Philippine Department of Agriculture – Tokyo
Surprise catch of the day: Tons of stinking dead fish found in east Japan reservoir

Surprise catch of the day: Tons of stinking dead fish found in east Japan reservoir

OMITAMA, Ibaraki – Heaps of fish, which officials suspect anglers illegally released, have been found dead after draining water from an agricultural reservoir in this eastern Japan city.

According to the Omitama Municipal Government’s agricultural policy division, the city started to drain water from the about 55-hectare agricultural reservoir in early September to conduct bank protection work, and huge amounts of black bass and carp, which died due to lack of oxygen, began to appear on the evening of Sept. 15.

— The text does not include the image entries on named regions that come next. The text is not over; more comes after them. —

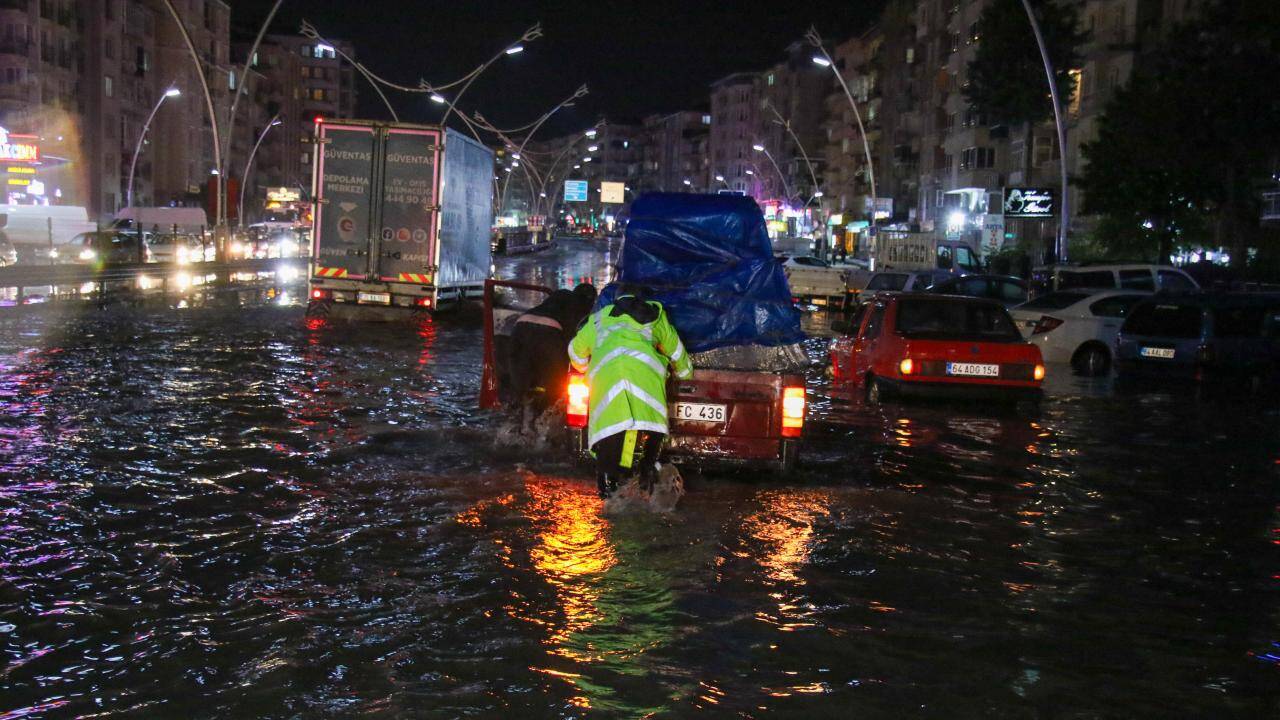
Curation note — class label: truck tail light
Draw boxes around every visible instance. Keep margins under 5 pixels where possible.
[1032,315,1062,334]
[782,387,805,437]
[564,373,591,428]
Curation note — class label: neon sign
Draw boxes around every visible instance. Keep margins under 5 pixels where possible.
[0,128,40,163]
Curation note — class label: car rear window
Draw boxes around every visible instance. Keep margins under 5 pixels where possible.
[895,299,1023,342]
[1019,292,1088,310]
[1124,302,1202,340]
[867,273,906,290]
[1057,270,1116,290]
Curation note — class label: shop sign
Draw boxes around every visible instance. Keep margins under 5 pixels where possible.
[1005,187,1057,218]
[0,128,40,163]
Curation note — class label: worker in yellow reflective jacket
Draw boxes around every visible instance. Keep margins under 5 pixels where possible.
[568,284,694,497]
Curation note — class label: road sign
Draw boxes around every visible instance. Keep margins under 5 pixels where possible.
[564,181,586,202]
[600,182,627,204]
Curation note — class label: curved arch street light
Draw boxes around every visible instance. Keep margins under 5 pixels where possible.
[124,87,182,208]
[805,26,876,228]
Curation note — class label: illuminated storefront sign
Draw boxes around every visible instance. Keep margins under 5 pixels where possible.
[0,128,40,163]
[1005,187,1057,218]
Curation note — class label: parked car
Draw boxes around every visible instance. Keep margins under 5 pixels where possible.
[147,233,204,265]
[1032,263,1199,295]
[928,275,1027,307]
[58,231,151,265]
[0,232,18,268]
[1010,290,1151,375]
[856,270,951,302]
[831,293,1044,402]
[778,255,831,268]
[1116,293,1280,389]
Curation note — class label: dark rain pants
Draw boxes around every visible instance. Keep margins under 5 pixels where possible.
[591,430,667,497]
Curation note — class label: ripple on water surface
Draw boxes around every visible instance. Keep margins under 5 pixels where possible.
[0,294,1280,717]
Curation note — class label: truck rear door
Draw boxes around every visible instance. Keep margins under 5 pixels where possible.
[311,123,375,279]
[372,128,440,284]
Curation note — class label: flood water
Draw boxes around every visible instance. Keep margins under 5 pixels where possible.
[0,238,1280,719]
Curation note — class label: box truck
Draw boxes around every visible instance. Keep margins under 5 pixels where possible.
[307,120,493,319]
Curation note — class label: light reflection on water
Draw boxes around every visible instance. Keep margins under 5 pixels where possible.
[0,244,1280,717]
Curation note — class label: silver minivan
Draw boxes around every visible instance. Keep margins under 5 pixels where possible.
[1030,263,1199,295]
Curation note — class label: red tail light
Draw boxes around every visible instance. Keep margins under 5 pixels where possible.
[564,373,591,428]
[782,387,805,437]
[1032,315,1062,334]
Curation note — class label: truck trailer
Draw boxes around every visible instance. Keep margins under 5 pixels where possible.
[307,120,493,319]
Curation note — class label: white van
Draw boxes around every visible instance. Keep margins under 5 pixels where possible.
[0,205,97,263]
[1032,263,1199,295]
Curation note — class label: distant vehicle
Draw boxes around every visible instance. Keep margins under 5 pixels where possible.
[0,232,18,268]
[1009,290,1151,375]
[831,293,1044,404]
[1032,264,1199,295]
[870,231,982,274]
[855,270,951,302]
[1116,293,1280,391]
[111,206,209,234]
[778,255,850,306]
[56,231,152,266]
[0,205,97,264]
[929,275,1027,307]
[307,120,493,313]
[147,233,206,265]
[780,255,831,268]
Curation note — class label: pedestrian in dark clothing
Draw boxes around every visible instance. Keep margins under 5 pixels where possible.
[507,284,595,414]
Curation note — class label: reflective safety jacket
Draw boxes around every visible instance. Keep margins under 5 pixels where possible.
[568,297,694,446]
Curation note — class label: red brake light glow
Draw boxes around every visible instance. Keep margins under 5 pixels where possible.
[1032,315,1062,334]
[564,373,591,428]
[782,387,805,437]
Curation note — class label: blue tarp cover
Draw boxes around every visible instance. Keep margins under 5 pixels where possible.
[600,193,804,352]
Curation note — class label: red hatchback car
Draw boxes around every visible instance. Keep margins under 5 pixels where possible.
[831,293,1044,402]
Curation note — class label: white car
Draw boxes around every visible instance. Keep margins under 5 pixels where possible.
[147,234,205,265]
[1009,290,1151,375]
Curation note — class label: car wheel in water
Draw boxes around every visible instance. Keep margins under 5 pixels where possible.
[1071,345,1111,378]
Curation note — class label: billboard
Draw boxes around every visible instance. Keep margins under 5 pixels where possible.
[564,181,586,202]
[1005,187,1057,218]
[600,182,627,204]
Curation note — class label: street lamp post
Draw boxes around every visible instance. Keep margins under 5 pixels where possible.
[237,113,280,228]
[805,27,877,228]
[751,142,791,201]
[1023,0,1070,263]
[124,87,182,208]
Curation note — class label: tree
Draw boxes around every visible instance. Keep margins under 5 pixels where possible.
[963,0,1088,178]
[1079,0,1280,265]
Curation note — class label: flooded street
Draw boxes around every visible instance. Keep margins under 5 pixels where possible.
[0,241,1280,719]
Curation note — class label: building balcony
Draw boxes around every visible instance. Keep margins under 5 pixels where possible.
[1262,190,1280,223]
[0,40,31,58]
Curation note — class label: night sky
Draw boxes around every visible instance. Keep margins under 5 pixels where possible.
[229,0,883,131]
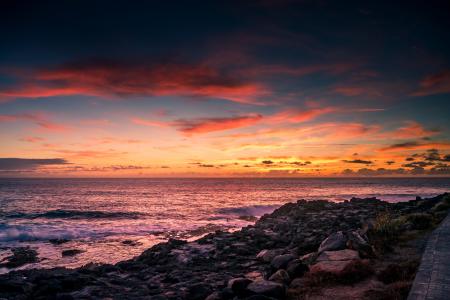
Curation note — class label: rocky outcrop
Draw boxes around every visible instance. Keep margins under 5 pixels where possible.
[0,195,446,300]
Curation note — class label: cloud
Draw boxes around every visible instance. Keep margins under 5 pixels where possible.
[0,60,268,104]
[20,136,45,143]
[0,112,69,131]
[343,159,373,165]
[0,158,69,171]
[379,141,450,151]
[412,70,450,96]
[132,114,263,135]
[380,121,441,139]
[268,107,339,123]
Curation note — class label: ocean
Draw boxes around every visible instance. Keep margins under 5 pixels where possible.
[0,178,450,273]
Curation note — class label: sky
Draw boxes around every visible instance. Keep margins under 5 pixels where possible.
[0,0,450,177]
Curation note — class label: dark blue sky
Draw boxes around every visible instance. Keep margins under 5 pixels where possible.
[0,0,450,177]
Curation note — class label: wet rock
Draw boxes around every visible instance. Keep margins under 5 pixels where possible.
[319,231,347,252]
[48,239,70,245]
[286,259,309,278]
[186,283,212,300]
[247,280,285,298]
[256,249,283,262]
[0,246,38,268]
[309,260,352,274]
[316,249,359,262]
[300,252,319,265]
[270,254,295,270]
[61,249,84,257]
[269,269,291,284]
[347,231,374,257]
[122,240,142,246]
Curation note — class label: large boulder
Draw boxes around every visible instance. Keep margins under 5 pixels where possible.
[247,280,285,298]
[347,231,374,257]
[316,249,359,262]
[270,254,295,270]
[309,260,353,274]
[228,278,252,296]
[319,231,347,253]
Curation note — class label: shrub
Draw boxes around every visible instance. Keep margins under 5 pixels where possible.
[336,260,375,284]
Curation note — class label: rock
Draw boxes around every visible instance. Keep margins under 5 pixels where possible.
[186,283,212,300]
[0,246,38,268]
[256,249,282,262]
[289,277,307,289]
[48,239,70,245]
[286,259,309,279]
[269,269,291,284]
[300,252,319,265]
[270,254,295,270]
[316,249,359,262]
[228,278,252,296]
[244,271,264,281]
[347,231,374,257]
[61,249,84,257]
[247,280,285,298]
[309,260,352,274]
[319,231,347,253]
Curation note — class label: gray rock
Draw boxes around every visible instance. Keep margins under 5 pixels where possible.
[347,231,373,257]
[316,249,359,262]
[256,249,283,262]
[228,278,252,295]
[319,231,347,253]
[286,259,309,278]
[269,269,291,284]
[247,280,285,298]
[270,254,295,270]
[300,252,319,265]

As workers kept draining the water, the number of dead fish further increased and the stench worsened. As the pond is surrounded by a residential area, many people have complained about the odor, and the city government has already incinerated 2 metric tons of the fish in a bid to deal with the problem.

Sources including the agricultural policy division say the reservoir was filled with natural spring water and no streams flow into it, so no fish should inhabit the pond. A few fish were previously found in the reservoir, but they disappeared following levee protection work in 2011. Anglers are suspected to have deposited the fish in the pond, possibly bringing them in from nearby Lake Kasumigaura. A wooden pier has also been set up along a bank of the pond, apparently by anglers without permission. A nearby resident commented, “I can’t dry my washing outdoors (due to the stench). Releasing them (the fish) is troublesome.”

The head of an organization managing the reservoir said with a look of resignation, “We placed a sign there to ban fishing because it would cause trouble if an accident occurred, but it was not effective.”

A city government official said, “We’d like to swiftly respond to stop the stench. We want people to stay away from the reservoir because the banks are dangerous to walk on.”